The Statue was one of those films which used to turn up on late night TV a lot back in the days when I was too young to be allowed to stay up and watch it. Consequently, I was glad to be able to finally catch up with it, hoping that it wouldn't live down to its poor reputation. Sadly, it did. As I've already mentioned, it isn't that it is a badly made or poorly acted film, it is simply let down by a very weak script which misses just about every opportunity for real laughs. It seems that the writers were trying to eschew the obviously smutty opportunities for satire. However, the 'satire' on show is very weak and heavy handed.
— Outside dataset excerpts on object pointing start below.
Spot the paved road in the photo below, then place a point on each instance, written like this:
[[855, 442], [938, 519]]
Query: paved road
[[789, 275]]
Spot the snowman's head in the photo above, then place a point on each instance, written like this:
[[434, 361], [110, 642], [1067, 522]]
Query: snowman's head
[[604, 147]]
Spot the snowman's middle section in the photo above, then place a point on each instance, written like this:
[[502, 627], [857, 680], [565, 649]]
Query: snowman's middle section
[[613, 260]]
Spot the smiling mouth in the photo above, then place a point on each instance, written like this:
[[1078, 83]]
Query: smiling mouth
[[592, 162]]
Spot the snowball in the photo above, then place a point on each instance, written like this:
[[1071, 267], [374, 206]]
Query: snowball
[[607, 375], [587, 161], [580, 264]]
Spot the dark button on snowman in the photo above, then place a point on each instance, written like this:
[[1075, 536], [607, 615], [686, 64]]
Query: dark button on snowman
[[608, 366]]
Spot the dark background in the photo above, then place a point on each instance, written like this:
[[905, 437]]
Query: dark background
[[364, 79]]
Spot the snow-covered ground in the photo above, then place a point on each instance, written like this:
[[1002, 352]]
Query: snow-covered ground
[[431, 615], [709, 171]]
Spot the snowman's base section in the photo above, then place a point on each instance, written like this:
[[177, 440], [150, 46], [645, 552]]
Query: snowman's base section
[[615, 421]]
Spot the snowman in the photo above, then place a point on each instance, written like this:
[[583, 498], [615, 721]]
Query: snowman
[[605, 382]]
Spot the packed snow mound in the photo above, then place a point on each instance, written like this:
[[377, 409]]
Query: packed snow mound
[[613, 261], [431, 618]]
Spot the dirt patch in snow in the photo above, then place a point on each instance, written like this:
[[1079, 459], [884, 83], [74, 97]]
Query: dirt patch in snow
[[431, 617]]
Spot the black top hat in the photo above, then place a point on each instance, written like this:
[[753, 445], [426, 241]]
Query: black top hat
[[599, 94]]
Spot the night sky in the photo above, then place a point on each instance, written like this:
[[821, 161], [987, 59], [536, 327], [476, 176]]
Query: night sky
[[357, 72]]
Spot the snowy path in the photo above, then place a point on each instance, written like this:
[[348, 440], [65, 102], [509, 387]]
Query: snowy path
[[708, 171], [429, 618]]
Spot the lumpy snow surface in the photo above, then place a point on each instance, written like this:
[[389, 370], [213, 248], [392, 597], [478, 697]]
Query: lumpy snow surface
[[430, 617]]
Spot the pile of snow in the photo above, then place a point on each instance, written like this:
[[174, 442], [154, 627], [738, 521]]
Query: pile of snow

It isn't just the knob jokes that the script fails to exploit - it keeps setting up what you think will become running sources of humour, but then seems to forget about them: Virna Lisi's uncertain grasp of English, for instance, or the whole business of the artificial language, Unispeak, which Niven has devised, which would seem to be a rich source of potential humour. But both are quickly forgotten. Still, the film has some pleasures - Niven's comic performance, Vaughn's portrayal of a smarmy, opportunistic US Ambassador, some nice views of early seventies London and Riz Ortolani's typically breezy score, which includes the annoyingly catchy theme song, 'Charlie'. But none of these are enough to compensate for the poor script which ultimately scuppers the whole endeavour.